Common Threats to an Apiary

The single most devastating threat to any apiary is the Varroa mite, a tiny parasite that attaches to bees and feeds on their body fat while transmitting viruses. Varroa mites are present in virtually every managed colony, and without regular monitoring and treatment, they will kill a hive. Most beekeepers test mite levels several times per year using alcohol washes or sugar rolls and treat when numbers exceed a threshold.

Bacterial diseases pose serious risks as well. American foulbrood is a particularly destructive infection that kills bee larvae. Dead larvae turn brown and develop a distinctive ropy, glue-like consistency. The bacteria that cause it form spores that can persist in equipment for decades, which is why many states require colonies diagnosed with American foulbrood to be destroyed by burning. European foulbrood is a related but less severe larval disease. Infected larvae appear melted or chewed down in their cells.

Nosema, a fungal gut parasite, is one of the most common infections in honey bees. It damages the bee’s digestive system, shortening lifespans and weakening colonies that can’t clear the infection on their own. Colonies under stress from poor nutrition or other diseases are especially vulnerable.

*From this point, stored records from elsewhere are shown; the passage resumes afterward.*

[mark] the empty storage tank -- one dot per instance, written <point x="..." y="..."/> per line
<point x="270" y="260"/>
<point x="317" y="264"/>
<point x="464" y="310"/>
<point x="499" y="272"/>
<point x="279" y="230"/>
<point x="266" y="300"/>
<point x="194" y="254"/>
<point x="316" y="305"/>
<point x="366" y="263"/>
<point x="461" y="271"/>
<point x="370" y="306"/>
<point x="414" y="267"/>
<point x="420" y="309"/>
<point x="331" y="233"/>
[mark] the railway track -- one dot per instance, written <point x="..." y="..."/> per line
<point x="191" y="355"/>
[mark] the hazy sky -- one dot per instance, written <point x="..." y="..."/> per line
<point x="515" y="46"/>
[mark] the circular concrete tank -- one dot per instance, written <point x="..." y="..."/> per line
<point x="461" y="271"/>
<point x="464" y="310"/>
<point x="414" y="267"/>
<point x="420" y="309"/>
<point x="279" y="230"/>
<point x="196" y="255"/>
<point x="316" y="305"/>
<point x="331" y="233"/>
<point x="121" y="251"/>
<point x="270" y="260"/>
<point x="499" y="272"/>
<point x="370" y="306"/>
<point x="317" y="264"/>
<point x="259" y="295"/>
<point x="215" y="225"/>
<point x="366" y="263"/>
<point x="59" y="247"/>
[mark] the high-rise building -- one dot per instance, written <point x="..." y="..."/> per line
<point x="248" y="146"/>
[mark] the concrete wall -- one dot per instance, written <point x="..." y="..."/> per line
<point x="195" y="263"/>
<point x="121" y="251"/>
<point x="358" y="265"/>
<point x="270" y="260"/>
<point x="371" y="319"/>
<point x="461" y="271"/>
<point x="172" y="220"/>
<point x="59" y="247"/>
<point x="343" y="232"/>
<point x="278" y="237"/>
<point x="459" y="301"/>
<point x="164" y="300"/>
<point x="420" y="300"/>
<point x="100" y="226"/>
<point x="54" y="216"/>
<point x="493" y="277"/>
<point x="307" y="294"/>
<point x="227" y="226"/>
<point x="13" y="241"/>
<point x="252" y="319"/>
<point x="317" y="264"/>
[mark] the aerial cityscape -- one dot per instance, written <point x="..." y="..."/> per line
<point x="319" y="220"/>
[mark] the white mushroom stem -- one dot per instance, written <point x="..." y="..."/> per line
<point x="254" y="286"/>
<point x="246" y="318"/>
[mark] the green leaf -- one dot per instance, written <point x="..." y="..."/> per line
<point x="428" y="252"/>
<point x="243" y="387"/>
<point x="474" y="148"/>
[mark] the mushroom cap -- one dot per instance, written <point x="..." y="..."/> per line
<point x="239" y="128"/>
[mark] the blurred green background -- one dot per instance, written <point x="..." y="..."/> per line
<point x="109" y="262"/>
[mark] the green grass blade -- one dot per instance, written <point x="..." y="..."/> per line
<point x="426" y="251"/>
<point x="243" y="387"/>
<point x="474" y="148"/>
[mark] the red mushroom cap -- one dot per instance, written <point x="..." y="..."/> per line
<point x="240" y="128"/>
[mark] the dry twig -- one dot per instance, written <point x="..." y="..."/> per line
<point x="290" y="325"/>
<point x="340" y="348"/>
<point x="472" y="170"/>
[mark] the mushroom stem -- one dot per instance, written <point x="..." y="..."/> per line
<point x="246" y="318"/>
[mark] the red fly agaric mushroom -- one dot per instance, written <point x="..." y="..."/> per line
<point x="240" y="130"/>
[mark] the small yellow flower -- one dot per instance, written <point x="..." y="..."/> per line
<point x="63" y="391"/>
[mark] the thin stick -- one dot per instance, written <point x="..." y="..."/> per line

A Practice Older Than Written History

Humans have managed bees for thousands of years. The earliest known depiction of beekeeping comes from the sun temple of Pharaoh Newossere in Egypt, dating to roughly 2450 BCE. A relief in a room called “The Chamber of the Seasons” shows four scenes: a beekeeper working with hives, workers pouring honey into containers, others processing the honey, and finally a beekeeper sealing honey in a vessel for storage.

Ancient Egyptian apiaries used horizontal mud hives stacked in piles that could number in the hundreds, held together with mortar poured between them. By the end of Egypt’s Old Kingdom, honey production had grown large enough to become a traded commodity. During the Ptolemaic Period (304 to 30 BCE), the state taxed beekeeping and bee-derived products, and organized breeding programs operated in the Nile Valley. The tomb of the 18th Dynasty official Rekhmire shows honeycombs being gathered from large horizontal hives, honey poured into vessels, and sealed in diamond-shaped containers, a production process that would look familiar to any beekeeper today minus the modern equipment.